2011 scheint das Jahr des himmlischen Kinos zu werden: Nach Terrence Malicks „The Tree of Life" spielt auch der grüblerische Dänenprinz mit den Gestirnen und „Another Earth" folgt am 10. November mit einer Schizophrenie des Blauen Planeten. Von Trier zweifelte selbst angesichts seines überaus eindrucksvollen und bild-gewaltigen Werkes, ob dies ein Film von ihm sei. Deswegen meinte er auch, etwas Skandal machen zu müssen, was in Cannes leider die Aufmerksamkeit vom sehr sehenswerten Film abzog. Oder ist dies typisch für einen bekennenden Depressiven, der sich nur wohlfühlt, wenn die Welt um ihn herum im Chaos liegt? So wie Justine immer fröhlicher wird, je näher Melancholia kommt. Ausgeräumt werden kann auch das alte Vorurteil, von Triers Filme seien frauenfeindlich. Dieser ist es nicht und überhaupt verwechselte man da immer wieder gerne die Botschaft mit dem Boten.
Die Frauen-Version von „Armageddon" ist zwar aus der Perspektive der Menschheit ziemlich existenziell, aber die Frauen Triers kommen beim großen Vergehen ganz gut davon. Andere existenzialistische Kämpfe, die im Kino und beim Dreh einmalig schönen Schmerz bereiteten, bleiben aus. Klar, irgendwann wird auch die eigene Depression relativ. Justine kommentiert, die Erde sei schlecht, niemand werde sie vermissen.
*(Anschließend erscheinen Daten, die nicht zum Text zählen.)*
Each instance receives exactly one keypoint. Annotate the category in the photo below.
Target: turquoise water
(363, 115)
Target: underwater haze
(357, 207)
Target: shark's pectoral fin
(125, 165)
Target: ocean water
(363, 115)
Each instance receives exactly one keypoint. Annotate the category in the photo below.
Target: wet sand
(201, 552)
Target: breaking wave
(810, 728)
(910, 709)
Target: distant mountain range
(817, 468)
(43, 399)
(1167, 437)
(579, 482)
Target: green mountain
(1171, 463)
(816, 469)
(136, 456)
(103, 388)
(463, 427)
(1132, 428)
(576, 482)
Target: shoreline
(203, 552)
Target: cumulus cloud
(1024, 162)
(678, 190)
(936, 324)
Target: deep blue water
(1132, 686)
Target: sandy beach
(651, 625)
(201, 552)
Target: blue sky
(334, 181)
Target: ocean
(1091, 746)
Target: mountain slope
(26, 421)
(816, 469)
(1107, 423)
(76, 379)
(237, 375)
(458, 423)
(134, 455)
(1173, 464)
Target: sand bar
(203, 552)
Obwohl es um solche Film schade wäre, denn wenn dieser von Trier auch anders ist, wenn die Perspektiven und Bilder des Hubble-Teleskopes wie bei Malick „nur" gewaltigen Genuss ohne konkretes Drama bieten, „Melancholia" bleibt großes Kino. Die Goldene Palme konnte es nach dem Nazi-Theater in Cannes nicht mehr geben, aber Kirsten Dunst wurde als beste Schauspielerin geehrt.